Gov’t demonstrating lack of strategy for classroom reform


To the Editor:
Nova Scotia teachers have been without a contract for 18 months. The fact that this government would have to participate in contract negotiations with the union was no surprise. What is surprising is that the government was clearly not prepared. The events of last week are truly disheartening.

Confusion and chaos were the words of the day when the government decided to introduce Bill 75, legislation that would never have stood up when challenged in the Supreme Court of Canada. The expense of having all MLAs spend a day in Halifax before finally backtracking and returning to the negotiating table for a third time is something that taxpayers cannot afford. This is money that would have been better spent in the education budget.
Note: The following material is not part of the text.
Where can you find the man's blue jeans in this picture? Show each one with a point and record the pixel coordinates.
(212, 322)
Unfortunately, it’s not only the negotiations with the teachers that the Liberal government and Department of Education has mismanaged.  On November 30, Auditor General Michael Pickup tabled his fall report and it revealed that although a number of schools are under review, including the three Pictou schools and NRHS in Alma, a new $21 million school has been approved for Eastern Passage despite no data supporting it.  Four additional projects, worth $63 million, were also approved by the Liberal cabinet, despite being ranked lower in need as compared to some other schools in the province.  Two of these are new P-12 schools to be located in Minister Karen Casey’s riding of Colchester North and Premier Stephen McNeil’s riding of Annapolis, both approved without a school review process.
Perhaps the SOC should consider a request for a new P-12 school as an option for the Town of Pictou in its presentation to the Chignecto Central Regional School Board.

The irresponsible direction this government is leading us demonstrates a lack of a real strategy for effective classroom reform and questionable decision making when spending tax payers’ money in regards to education.  I have spoken with too many teachers, parents and students who tell me that the current system is not working.

It is time to get back to the negotiating table, it is time to dig our heels in and focus on classroom reform, it is time to remember this is taxpayers’ money that is being spent, and it is time to put children first.